Tips and Tricks to Simplify Multiarterial CABG

2019-10-15T18:57:01Z (GMT) by Om P Yadava Clifford Barlow

Dr Om P. Yadava, CEO and Chief Cardiac Surgeon of the National Heart Institute in New Delhi, India, and Editor-in-Chief of the Indian Journal of Thoracic and Cardiovascular Surgery, and Mr Clifford Barlow, Senior Consultant Cardiac Surgeon at the University Hospital in Southampton, UK, discuss ways to increase the uptake of multiarterial grafting in CABG through simplification rather than complex configurations.

Dr Yadava laments that despite the literature available, total arterial grafting is not catching up, with less than 5% of coronary artery bypass graft surgery worldwide being multiarterial grafting. Dr Clifford also feels that there is sufficient evidence, implicit or explicit, for the benefit of bilateral internal mammary arteries (IMA), but there has not been sufficient uptake. Exploring reasons for this, Dr Barlow quotes Einstein, “We keep proposing doing the same thing over and over again, expecting a different result.” The main reason for this low uptake, he feels, is the technical complexity of the operation. Dr Clifford proposes a simplified concept – pedicled LIMA to left anterior descending (LAD) and pedicled RIMA through the transverse sinus, behind the aorta, to the circumflex/obtuse marginal (OM) branch. However, if the OM branch is too far off for the RIMA to reach, then a free RIMA can be used, but the top end should not be performed to the aorta (1). Dr Clifford opposes a pedicled RIMA to the right coronary artery (RCA) because the tension on the graft is difficult to predict, especially if there happens to be cardiac dilatation or distention due to a temporary arrhythmia or ischemia in the postoperative phase. To the contrary, a graft via the transverse sinus is not affected by the postoperative distention of the heart. Though bleeding point may be an issue with such a dispensation of the graft, it is easily surmountable.

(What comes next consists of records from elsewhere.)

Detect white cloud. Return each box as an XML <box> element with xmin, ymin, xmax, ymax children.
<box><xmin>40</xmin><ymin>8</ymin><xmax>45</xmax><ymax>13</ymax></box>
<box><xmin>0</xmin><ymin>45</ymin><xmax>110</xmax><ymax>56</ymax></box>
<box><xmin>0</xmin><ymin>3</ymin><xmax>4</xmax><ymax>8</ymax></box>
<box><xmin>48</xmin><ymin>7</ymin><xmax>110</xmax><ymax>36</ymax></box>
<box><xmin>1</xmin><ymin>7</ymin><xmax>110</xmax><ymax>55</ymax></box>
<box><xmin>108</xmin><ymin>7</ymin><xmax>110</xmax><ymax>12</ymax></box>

Dr Yadava proposes taking a pedicled RIMA across the midline to the LAD and a pedicled LIMA to the back of the heart, but Dr Clifford feels redo may be a difficult proposition in this scenario, more so if a patient has to come back for a mitral or aortic valve intervention. Dr Clifford expresses his dislike for composite "T" grafting, because he believes that this is somewhat anti-anatomical. He feels that there are not many instances in the human body where a small artery arises at a right angle from another small artery, though these may arise from big arteries, like the aorta. Even the flow dynamics of the "T" graft and the consequent turbulence is not physiological. He is also concerned for the degree of relative flow in the two limbs of the "T" graft. He seems to accept that an acute angle with the use of "Y" grafting may be a valid technique. However, even here, the potential steal can occur if the degree of stenosis is unbalanced in the two arms. Dr Clifford is strongly in favor of simplifying grafting techniques and configurations to increase the uptake of multiarterial grafting.

Reference

Barlow CW. What is the best second conduit for coronary artery bypass grafting? With no silver bullet study we should not ignore good regular bullets when we get them! J Thorac Cardiovasc Surg. 2015;150(6):1535-1536.